There are 12 articles across 244 pages. The articles are arranged in a basic chronological order, starting with the opener discussing rugby in British public schools in the 1830s on, up to the final chronological article on the role of rugby in South Africa in the latter half of the 20th century.

For someone looking for some great quotes on maleness and rugby, the unique attributes of the sport, this book is a trove: rugby as "...physical combat without (having to resort) to uncontrolled violence;" the rugby player as "warrior-philosopher;" rugby as a display of "healthy animalism," and; the rugby pitch as "...a testing ground-a place where manliness was learned, character developed and manhood discovered." There are hundreds more to choose from.

The scholarly citation is quite good throughout, with ample opportunities to examine sources and seek out additional reading.
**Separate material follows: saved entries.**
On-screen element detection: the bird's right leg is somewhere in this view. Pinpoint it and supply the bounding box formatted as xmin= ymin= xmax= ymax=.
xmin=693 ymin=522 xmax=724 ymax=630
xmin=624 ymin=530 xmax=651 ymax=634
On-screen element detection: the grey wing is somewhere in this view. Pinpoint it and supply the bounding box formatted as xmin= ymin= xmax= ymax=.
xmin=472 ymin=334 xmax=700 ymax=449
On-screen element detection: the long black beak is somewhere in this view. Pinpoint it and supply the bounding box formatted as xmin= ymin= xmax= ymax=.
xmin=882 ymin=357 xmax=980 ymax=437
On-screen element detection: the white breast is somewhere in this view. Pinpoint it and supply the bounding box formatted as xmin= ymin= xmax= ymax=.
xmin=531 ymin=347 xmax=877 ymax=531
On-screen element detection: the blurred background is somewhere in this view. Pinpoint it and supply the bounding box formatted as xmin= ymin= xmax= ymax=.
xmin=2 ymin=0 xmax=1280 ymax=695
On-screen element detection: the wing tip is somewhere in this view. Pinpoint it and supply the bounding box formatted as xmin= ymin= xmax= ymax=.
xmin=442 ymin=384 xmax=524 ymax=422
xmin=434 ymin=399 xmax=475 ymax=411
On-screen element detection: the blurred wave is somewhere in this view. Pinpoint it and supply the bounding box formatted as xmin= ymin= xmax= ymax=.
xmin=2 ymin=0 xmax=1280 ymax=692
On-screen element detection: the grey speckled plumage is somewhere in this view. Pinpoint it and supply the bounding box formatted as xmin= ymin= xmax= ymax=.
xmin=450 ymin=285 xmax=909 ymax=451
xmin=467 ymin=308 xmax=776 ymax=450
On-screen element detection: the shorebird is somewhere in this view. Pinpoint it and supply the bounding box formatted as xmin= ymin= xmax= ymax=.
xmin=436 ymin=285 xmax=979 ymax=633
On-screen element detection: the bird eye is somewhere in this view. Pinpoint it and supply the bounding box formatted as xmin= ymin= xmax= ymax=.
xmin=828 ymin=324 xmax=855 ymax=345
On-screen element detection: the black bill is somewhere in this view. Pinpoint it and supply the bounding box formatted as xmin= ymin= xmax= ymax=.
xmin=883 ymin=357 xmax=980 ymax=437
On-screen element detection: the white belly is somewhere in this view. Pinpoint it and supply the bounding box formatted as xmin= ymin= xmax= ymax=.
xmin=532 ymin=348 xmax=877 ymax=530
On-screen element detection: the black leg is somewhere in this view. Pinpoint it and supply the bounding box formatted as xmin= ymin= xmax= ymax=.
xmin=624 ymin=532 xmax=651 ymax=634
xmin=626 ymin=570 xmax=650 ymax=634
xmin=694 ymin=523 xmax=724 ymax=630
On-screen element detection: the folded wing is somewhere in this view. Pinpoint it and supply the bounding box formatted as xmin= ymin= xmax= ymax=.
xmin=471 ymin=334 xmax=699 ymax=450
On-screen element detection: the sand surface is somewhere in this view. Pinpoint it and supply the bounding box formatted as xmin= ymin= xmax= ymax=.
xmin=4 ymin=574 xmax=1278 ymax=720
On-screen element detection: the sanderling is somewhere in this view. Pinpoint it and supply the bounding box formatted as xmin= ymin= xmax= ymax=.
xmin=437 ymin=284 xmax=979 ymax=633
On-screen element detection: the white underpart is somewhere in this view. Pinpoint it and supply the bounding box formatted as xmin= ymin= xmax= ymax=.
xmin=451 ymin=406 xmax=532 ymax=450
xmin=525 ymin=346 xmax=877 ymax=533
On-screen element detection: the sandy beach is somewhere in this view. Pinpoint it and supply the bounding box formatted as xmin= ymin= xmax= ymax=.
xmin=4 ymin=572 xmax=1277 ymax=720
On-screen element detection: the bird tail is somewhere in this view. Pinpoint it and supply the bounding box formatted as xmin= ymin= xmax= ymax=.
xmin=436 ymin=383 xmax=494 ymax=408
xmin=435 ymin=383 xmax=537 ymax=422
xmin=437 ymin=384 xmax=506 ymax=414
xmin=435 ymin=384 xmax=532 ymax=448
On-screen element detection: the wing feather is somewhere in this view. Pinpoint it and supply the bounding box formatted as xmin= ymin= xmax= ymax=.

I think it was a poor editorial decision, however, to use chapter end notes rather than traditional footnotes, as the moving back and forth to the end of the chapter interrupted the flow of my reading. The book is scholarly, after all, let the footnotes fall where they should. There is a surprisingly comprehensive index, another solid aid for the researcher and student.

Bottom line: If you're looking for a straightforward history of rugby, tales of storied matches, ancient rivalries, and wins/losses, this book isn't for you. If you are a serious gender studies student or reader, this book will deliver somewhat on the book's subtitled promise of masculine identity examination, largely confirming all of the worst rugby stereotypes. But, if you're a sports-minded intellectual accustomed to serious academic writing and with the basic background in current political science, economics, history, and the world system, looking for something interesting that ties all of them together convincingly, then this book will be as revealing and pleasurably surprising for you as it was for me.